Digits receives $60,000 grant to help scholars publish work

The Andrew W. Mellon Foundation has awarded Carnegie Mellon and the University of Pittsburgh an 18-month-long $60,000 grant to support a project known as “Digits.” The project is led by Carnegie Mellon digital humanities specialists Jessica Otis and Scott Weingart as well as Pitt’s Matt Burton, visiting assistant professor, and Matt Lavin, clinical assistant professor of English and director of the digital media lab. The aim of Digits is to optimize the software containers used in publishing scholarly research in order to make it easier and cheaper for scholars to publish their work and maintain it.
In the age of digital communications, the distribution and general maintenance of many traditional printed scholarship materials fall to the publisher while the same tasks for nontraditional mediums tend to fall to the original authors themselves.
“Hosting costs, maintenance, peer review, and preservation for non-traditional publications almost always fall upon the original authors; the equivalent duties for print scholarship, instead, are taken up by publishers, libraries, or scholarly organizations,” said the leaders of the project in a co-interview over email with The Tartan.
Thus, out of an intent to mitigate this inefficiency, the Digits project was born. The team began using software container technologies — a term that refers to allowing software to deploy easily without much modification across different platforms, which makes software maintenance simpler, more automatic and less costly — to develop, in the project leaders’ words, “an infrastructure that could work like scholarly journals, but is tailored to born-digital publications.”

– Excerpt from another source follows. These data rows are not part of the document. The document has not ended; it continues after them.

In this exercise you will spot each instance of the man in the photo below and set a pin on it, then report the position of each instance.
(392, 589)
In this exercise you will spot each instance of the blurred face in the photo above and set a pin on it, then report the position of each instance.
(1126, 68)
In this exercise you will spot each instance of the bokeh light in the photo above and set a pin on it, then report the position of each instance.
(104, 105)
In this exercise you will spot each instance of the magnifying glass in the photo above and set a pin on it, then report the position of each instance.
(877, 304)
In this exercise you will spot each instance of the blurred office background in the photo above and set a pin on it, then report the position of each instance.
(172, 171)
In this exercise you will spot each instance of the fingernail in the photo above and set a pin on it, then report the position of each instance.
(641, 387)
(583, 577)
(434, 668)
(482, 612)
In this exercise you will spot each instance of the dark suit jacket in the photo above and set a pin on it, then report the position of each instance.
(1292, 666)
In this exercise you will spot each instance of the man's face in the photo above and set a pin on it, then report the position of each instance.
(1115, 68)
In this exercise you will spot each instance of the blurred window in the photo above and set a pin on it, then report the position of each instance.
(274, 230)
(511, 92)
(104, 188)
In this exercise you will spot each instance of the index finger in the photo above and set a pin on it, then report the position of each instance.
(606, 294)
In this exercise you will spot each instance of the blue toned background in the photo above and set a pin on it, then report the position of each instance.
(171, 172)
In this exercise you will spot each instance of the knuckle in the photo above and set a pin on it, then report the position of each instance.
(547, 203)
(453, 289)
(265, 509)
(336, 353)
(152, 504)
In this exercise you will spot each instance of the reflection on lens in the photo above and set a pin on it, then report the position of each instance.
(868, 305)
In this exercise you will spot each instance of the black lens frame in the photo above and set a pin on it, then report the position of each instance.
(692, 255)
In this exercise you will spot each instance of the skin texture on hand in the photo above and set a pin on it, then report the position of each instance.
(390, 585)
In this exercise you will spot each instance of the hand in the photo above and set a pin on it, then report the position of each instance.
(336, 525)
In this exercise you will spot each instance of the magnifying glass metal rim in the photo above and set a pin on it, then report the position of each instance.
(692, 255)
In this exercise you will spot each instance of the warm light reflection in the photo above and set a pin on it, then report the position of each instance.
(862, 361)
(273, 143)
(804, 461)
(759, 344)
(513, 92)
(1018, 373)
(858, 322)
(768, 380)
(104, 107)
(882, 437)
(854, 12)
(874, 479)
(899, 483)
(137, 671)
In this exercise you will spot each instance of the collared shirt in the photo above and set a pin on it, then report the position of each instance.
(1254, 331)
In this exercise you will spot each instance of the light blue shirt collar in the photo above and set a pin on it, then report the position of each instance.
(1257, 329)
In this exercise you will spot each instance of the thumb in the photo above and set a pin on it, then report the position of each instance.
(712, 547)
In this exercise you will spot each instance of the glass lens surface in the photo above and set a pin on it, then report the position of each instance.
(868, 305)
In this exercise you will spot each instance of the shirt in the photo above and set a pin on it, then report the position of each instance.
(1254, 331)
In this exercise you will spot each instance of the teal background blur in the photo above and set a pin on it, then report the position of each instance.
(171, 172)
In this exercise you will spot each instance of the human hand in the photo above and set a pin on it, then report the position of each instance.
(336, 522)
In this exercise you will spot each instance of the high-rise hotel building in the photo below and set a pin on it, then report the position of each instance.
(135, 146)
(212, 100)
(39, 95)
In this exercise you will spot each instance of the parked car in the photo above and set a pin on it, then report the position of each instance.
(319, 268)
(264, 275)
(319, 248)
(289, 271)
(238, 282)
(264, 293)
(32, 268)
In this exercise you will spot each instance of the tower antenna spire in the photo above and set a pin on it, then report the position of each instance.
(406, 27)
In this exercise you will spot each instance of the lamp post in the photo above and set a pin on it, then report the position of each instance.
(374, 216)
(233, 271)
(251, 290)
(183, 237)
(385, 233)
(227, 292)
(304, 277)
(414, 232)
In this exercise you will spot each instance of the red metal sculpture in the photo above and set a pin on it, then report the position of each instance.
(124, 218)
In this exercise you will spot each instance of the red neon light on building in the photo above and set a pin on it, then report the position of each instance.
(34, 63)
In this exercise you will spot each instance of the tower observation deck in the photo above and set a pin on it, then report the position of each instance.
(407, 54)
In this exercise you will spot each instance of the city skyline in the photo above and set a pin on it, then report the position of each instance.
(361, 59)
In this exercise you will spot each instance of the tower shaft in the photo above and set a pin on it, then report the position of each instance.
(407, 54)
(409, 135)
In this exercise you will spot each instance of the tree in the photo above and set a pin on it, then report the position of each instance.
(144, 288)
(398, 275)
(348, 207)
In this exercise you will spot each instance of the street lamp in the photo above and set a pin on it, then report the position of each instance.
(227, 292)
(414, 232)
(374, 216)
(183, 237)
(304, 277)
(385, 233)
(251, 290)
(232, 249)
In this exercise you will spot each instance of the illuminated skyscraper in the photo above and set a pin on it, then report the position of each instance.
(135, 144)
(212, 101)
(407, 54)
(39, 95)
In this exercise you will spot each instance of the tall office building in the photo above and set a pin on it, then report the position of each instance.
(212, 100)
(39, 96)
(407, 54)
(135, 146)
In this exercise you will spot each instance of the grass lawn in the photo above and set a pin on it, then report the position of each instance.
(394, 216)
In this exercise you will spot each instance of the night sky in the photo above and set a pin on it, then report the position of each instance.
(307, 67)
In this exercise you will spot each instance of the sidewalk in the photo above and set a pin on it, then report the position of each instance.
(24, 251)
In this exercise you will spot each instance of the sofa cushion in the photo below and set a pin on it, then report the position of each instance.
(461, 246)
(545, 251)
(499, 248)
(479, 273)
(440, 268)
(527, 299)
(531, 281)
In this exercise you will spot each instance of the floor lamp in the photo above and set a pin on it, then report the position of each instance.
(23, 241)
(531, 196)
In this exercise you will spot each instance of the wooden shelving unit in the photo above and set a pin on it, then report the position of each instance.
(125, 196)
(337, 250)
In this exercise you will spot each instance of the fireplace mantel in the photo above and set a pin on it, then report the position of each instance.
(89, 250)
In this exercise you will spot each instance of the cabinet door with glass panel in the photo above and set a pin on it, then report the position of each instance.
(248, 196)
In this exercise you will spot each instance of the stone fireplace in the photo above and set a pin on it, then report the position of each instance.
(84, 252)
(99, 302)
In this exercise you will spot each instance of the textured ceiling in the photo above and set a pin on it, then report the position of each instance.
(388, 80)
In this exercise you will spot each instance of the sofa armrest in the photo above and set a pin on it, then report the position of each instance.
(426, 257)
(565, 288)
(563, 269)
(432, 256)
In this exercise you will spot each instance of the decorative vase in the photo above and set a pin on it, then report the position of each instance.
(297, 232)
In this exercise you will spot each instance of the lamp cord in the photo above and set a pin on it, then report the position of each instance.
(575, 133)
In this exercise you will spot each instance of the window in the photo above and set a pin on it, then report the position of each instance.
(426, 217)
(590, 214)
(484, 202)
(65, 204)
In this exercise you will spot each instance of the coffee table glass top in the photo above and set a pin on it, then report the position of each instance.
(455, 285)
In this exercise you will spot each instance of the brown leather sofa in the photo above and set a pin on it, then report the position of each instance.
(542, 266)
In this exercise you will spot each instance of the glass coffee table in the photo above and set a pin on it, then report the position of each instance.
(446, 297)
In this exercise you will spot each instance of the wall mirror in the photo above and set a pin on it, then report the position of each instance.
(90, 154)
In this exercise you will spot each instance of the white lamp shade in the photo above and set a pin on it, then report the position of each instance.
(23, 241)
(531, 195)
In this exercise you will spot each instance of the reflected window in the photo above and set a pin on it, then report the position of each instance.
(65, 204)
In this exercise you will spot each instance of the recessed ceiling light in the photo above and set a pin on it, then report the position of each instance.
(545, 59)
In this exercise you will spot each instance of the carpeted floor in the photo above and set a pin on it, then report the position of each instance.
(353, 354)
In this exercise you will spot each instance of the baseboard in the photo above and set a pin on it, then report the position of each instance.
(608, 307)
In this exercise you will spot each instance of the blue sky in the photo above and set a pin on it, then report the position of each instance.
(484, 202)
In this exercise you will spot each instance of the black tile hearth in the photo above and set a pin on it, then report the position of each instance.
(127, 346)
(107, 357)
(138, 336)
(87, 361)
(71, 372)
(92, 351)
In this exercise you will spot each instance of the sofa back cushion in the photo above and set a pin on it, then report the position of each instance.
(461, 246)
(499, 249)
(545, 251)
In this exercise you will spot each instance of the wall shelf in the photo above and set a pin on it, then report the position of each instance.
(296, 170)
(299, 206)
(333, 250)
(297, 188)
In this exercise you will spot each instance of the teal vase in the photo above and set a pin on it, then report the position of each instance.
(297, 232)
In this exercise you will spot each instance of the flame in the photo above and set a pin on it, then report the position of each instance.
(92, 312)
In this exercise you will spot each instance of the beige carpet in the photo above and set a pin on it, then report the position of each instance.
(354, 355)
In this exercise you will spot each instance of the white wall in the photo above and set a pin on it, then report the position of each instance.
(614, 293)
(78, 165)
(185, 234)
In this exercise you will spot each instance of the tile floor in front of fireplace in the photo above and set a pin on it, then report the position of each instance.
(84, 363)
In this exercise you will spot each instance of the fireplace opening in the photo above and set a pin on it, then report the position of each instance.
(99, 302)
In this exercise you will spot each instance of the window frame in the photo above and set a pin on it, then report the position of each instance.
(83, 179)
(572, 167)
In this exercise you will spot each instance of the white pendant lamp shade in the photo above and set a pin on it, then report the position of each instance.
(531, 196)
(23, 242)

The current digital publication system can lead to issues such as link rot, which happens when scholars change web hosts or let subscriptions expire, making the publications no longer available. “The responsibility of digital preservation needs to be shifted from individual researchers to journal publishers or university archives,” said Lavin in a university press release.
Another feature of the project will allow scholars to update their work more easily.
“It is often considered double-dipping or even cheating to publish nearly identical research as more data becomes available,” Weingart said in the press release. Thus, the leaders plan to incorporate an update feature into the software infrastructure they develop.
During the grant period, the project is exploring the use of software containers in the sciences, social sciences, and humanities to develop better software systems for future scholarship purposes, and investigating the specific software needs of the Digital Humanities, a field combining the use of computational and digital tools with traditional humanities subjects. At the end of the grant period, the project’s leaders are planning to assemble a board of American and British scholars to create a blueprint for a new digital scholarship platform based on the software container technologies explored in Digits.
The results of the project — including code, documentation, and technical specifications — will be open sourced in various institutional repositories and on GitHub, and are expected to form the basis of the actual implementation of the Digits platform.